Wie führt man eine Living Library durch?

Für eine erfolgreiche Durchführung müssen einige Punkte und Haltungen beachtet werden. Sie sind in einer niederschwelligen und grafisch ansprechend gestalteten Anleitung festgehalten, die ein Team der Berner Fachhochschule erarbeitet hat. Auslöser dafür war die Durchführung einer Living Library zum Thema Sorge-Arbeit am Feministischen Streik 2023. Kernstück des Handbuchs ist eine praktische Schritt-für Schritt-Anleitung für die Planung und Durchführung einer Living Library. Der Kern der Anleitung stellt eine übersichtliche Visualisierung aller Schritte dar. Sie benennt Chancen, Gelingensfaktoren, Herausforderungen und enthält eine detaillierte Checkliste, die bei jedem Schritt unterstützt, damit nichts vergessen geht. Wer tiefer eintauchen möchte, findet im Manual zudem eine theoretische Einordnung der Methode, eine Beschreibung möglicher Formen und Anwendungsgebiete, Informationen zur historischen Entstehung und weiterführende Literatur.
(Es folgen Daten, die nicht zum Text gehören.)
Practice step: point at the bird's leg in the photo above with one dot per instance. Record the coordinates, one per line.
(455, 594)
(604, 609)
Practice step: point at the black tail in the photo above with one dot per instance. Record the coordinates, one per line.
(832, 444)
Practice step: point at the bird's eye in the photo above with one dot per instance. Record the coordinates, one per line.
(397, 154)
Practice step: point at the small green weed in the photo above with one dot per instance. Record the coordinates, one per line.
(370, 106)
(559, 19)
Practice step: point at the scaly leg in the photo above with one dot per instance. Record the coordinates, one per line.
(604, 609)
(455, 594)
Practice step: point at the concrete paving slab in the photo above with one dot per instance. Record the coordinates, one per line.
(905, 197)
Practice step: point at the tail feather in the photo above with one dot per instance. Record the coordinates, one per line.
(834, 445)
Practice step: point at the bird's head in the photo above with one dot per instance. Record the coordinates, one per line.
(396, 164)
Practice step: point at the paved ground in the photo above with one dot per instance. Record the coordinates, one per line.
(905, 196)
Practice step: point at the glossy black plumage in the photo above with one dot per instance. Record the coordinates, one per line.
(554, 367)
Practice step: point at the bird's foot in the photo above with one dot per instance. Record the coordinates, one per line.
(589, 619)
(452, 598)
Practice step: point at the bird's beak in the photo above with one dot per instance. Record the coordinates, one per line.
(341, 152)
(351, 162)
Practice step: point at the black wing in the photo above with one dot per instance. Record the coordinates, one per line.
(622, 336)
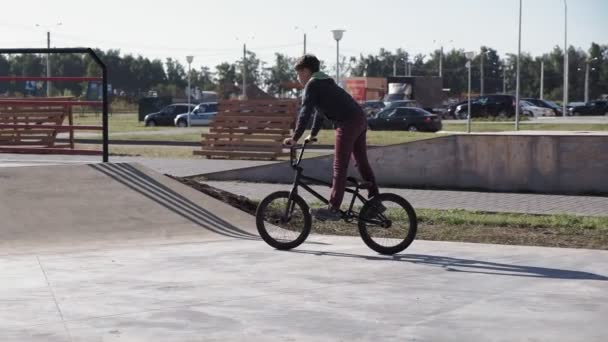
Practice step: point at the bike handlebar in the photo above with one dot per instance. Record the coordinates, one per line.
(302, 147)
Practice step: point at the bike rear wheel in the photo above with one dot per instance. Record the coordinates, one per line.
(392, 231)
(283, 223)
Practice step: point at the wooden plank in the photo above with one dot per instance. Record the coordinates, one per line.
(282, 132)
(243, 149)
(252, 119)
(51, 127)
(257, 114)
(242, 137)
(252, 155)
(273, 125)
(47, 150)
(236, 144)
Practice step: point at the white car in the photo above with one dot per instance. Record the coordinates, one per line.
(535, 111)
(201, 115)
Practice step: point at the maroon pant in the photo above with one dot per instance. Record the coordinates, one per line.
(350, 140)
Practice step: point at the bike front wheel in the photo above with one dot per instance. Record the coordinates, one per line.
(393, 230)
(283, 223)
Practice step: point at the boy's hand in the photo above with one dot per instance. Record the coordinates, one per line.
(310, 139)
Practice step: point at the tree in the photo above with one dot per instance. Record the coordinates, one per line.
(226, 80)
(252, 64)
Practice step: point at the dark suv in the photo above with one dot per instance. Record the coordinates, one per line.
(489, 105)
(167, 115)
(591, 108)
(405, 118)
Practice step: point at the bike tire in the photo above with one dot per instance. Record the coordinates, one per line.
(396, 206)
(268, 217)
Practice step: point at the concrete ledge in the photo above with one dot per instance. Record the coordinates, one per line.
(553, 164)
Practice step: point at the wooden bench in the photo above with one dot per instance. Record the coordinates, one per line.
(249, 129)
(31, 125)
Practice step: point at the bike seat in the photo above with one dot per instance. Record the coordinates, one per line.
(360, 184)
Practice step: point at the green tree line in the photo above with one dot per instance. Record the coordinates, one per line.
(134, 76)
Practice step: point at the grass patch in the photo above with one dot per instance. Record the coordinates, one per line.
(503, 127)
(498, 228)
(118, 122)
(466, 226)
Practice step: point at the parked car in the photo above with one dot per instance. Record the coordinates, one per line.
(591, 108)
(372, 107)
(530, 109)
(489, 105)
(451, 112)
(405, 118)
(167, 115)
(557, 110)
(400, 103)
(201, 115)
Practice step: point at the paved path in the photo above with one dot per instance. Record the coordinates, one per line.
(430, 199)
(332, 289)
(439, 199)
(117, 252)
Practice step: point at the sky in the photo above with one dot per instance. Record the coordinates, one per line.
(215, 31)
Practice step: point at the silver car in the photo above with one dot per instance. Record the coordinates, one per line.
(201, 115)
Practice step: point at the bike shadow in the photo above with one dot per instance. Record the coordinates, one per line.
(469, 266)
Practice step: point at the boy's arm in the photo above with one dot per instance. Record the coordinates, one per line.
(309, 103)
(317, 123)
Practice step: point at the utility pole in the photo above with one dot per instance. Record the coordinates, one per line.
(542, 78)
(48, 64)
(441, 62)
(244, 71)
(481, 73)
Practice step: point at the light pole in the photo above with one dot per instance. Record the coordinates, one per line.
(481, 78)
(338, 34)
(542, 78)
(469, 55)
(441, 56)
(565, 104)
(303, 31)
(587, 78)
(189, 59)
(517, 82)
(245, 68)
(48, 59)
(398, 59)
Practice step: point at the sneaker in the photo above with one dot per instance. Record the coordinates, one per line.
(326, 214)
(375, 208)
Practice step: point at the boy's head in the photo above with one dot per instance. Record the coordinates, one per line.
(305, 67)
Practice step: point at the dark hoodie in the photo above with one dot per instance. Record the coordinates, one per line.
(323, 96)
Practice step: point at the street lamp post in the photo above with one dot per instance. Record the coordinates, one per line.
(504, 79)
(48, 59)
(587, 78)
(441, 57)
(542, 78)
(338, 34)
(565, 104)
(518, 68)
(481, 70)
(469, 55)
(302, 29)
(189, 59)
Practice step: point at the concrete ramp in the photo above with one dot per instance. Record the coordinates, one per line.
(48, 208)
(553, 164)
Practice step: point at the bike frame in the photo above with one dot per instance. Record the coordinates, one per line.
(300, 181)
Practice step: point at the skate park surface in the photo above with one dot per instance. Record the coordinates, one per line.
(120, 252)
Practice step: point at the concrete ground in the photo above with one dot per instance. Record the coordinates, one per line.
(119, 252)
(428, 199)
(331, 290)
Grafik zum Vergrössern und für Download anklicken; Copyright: Beatrice Kaufmann; Quelle: Franiek, M. J. et al. (2025). Living Library für die Hochschule: ein Handbuch. Berner Fachhochschule

Das Manual wurde ursprünglich für den Einsatz in Lehre und Forschung an einer Hochschule entwickelt. Es bietet aber auch allen interessierten Organisationen ausserhalb des Hochschulkontexts eine «griffige» praxisorientierte Anleitung und Orientierung. Wir freuen uns daher über Rückmeldungen, wie die Methode der Living Library an anderen Orten eingesetzt wurde und welche Erfahrungen daraus resultierten. Diese helfen uns, das Manual bei der nächsten Überarbeitung für eine breitere Anwendung zu ergänzen.